Belajar dari Korea dan China yang Alami Gelombang Kedua, Jabar Diminta Hati-hati Longgarkan PSBB

Belajar dari Korea dan China yang Alami Gelombang Kedua, Jabar Diminta Hati-hati Longgarkan PSBB
Tribunjabar.id
Editor: Malda Hot News —Jumat, 15 Mei 2020 13:51 WIB

Terasjabar.id - Pemerintah pusat maupun daerah diminta untuk lebih berhati-hati dan bijak dalam menentukan pelonggaran Pembatasan Sosial Berskala Besar ( PSBB) di Indonesia, termasuk di Jawa Barat.

Hal ini untuk mengantisipasi gelombang kedua penularan Covid-19, seperti yang sudah terjadi di sejumlah negara lainnya.

Ahli epidemiologi dari Universitas Padjadjaran ( Unpad), Pandji Fortuna Hadisoemarto, mengatakan jangankan menghadapi gelombang kedua, katanya, gelombang pertama penularan Covid-19 di Indonesia belum tuntas.

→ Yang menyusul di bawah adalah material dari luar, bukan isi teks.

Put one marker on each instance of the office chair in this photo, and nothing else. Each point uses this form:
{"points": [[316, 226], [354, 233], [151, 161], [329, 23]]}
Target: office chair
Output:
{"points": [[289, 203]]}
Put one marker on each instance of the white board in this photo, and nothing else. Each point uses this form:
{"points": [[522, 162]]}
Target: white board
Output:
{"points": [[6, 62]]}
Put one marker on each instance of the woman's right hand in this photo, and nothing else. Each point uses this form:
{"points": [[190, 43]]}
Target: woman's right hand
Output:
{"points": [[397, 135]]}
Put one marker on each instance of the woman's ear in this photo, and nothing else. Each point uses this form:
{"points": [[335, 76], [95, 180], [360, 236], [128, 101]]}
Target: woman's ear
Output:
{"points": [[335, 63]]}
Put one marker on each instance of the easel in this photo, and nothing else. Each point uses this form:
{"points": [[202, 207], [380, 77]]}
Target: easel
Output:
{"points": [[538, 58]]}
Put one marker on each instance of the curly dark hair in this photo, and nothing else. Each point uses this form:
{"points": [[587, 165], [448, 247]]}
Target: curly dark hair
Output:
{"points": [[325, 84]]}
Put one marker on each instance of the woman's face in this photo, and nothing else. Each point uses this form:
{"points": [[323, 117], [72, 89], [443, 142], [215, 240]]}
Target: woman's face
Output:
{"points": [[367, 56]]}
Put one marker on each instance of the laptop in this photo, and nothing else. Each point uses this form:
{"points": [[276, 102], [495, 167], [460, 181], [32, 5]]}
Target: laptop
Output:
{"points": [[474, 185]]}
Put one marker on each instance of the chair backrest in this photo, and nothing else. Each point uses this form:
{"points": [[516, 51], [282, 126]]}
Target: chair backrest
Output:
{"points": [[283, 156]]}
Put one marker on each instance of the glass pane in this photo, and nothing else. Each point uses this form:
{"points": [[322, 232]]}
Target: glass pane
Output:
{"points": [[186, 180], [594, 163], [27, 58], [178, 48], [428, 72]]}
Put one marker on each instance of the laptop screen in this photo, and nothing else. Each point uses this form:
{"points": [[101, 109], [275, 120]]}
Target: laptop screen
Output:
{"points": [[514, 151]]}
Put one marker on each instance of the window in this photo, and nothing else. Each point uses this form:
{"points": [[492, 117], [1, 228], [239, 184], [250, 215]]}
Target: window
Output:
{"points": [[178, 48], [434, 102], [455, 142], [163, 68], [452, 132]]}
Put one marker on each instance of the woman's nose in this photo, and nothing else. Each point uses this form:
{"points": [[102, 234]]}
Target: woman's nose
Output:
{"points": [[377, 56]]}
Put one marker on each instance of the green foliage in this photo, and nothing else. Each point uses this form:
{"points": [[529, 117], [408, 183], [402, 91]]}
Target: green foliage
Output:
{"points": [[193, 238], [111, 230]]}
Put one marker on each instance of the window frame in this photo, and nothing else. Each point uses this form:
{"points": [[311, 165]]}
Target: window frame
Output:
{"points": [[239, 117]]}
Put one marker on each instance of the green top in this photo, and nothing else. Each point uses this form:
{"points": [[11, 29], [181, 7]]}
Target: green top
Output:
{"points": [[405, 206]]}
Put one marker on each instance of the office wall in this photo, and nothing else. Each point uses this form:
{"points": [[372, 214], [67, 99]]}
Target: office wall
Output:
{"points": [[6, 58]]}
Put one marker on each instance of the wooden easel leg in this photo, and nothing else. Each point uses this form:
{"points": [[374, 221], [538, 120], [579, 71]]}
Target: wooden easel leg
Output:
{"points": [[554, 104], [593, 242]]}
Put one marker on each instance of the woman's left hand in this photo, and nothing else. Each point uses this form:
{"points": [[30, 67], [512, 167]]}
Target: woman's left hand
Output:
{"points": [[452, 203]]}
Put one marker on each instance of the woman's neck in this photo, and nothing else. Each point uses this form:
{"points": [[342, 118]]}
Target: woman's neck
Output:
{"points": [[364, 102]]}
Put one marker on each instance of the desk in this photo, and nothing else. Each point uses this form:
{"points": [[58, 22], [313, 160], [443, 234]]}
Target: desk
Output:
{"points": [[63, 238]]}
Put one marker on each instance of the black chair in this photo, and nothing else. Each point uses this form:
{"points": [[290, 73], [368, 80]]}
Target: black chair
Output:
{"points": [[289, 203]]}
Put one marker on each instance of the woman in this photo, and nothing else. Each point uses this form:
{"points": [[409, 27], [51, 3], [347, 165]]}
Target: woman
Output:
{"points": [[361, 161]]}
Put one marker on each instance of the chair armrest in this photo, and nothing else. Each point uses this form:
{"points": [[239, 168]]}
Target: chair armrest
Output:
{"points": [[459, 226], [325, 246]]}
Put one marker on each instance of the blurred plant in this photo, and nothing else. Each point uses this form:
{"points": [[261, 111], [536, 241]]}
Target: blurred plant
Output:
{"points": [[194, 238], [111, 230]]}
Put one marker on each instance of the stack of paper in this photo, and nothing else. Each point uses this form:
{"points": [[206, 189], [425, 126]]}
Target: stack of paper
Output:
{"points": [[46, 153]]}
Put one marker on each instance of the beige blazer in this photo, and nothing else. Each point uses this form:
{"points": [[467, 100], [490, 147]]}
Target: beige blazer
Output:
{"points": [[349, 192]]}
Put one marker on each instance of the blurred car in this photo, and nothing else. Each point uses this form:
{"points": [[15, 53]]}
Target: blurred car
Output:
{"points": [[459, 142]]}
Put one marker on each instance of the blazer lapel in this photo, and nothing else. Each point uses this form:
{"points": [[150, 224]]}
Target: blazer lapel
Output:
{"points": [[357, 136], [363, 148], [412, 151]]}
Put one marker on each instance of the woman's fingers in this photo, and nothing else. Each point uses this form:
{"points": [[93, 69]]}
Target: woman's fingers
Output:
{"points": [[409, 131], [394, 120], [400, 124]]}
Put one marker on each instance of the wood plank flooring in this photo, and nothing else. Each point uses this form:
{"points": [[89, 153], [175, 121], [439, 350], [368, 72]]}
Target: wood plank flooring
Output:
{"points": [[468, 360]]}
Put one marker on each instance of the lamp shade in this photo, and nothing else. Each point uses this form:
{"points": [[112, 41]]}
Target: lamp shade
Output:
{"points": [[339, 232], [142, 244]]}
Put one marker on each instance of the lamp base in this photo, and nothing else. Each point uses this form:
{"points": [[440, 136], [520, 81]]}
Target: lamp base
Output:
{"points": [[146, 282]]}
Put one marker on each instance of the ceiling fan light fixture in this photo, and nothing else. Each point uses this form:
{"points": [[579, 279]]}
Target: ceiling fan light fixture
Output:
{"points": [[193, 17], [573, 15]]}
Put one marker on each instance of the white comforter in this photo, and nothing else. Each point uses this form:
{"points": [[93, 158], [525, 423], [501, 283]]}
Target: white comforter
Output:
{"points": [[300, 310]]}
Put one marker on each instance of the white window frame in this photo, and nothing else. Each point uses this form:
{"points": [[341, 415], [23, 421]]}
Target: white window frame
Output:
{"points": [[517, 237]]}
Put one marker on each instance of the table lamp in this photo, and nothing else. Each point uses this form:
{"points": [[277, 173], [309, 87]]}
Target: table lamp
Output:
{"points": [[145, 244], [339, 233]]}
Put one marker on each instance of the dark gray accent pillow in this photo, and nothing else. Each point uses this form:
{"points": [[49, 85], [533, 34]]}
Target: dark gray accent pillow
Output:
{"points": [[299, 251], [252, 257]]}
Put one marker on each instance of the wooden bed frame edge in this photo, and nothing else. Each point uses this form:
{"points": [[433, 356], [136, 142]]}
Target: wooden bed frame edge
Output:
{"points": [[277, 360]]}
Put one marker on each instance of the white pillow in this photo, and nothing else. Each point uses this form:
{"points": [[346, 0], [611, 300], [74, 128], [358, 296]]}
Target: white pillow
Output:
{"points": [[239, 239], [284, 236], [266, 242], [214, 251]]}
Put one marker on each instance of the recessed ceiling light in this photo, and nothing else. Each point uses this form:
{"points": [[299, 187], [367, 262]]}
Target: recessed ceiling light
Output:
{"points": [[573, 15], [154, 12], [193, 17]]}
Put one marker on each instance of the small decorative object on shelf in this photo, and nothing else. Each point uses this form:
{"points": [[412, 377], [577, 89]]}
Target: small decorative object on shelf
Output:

Termasuk di Jawa Barat, katanya, masih mengalami kasus Covid-19 baru setiap harinya.

"Prinsipnya bukan hanya Jawa Barat punya potensi menghadapi gelombang kedua atau second wave, gelombang pertama yang belum selesai ini juga berpotensi naik lagi bahkan drastis jika tidak ada pengetatan PSBB dan malahan ada rencana pelonggaran PSBB di Jawa Barat," kata Pandji melalui ponsel, Jumat (15/5/2020).

Pandji mengatakan pemerintah pun harus mengerti kultur budaya masyarakatnya.

Saat diumumkan ada potensi 63 persen wilayah Jabar yang akan mengalami pelonggaran PSBB, semua orang malah merasa mereka sudah masuk dalam kawasan 63 persen tersebut dan akhirnya mulai beraktivitas seperti biasa walaupun PSBB Jabar belum selesai.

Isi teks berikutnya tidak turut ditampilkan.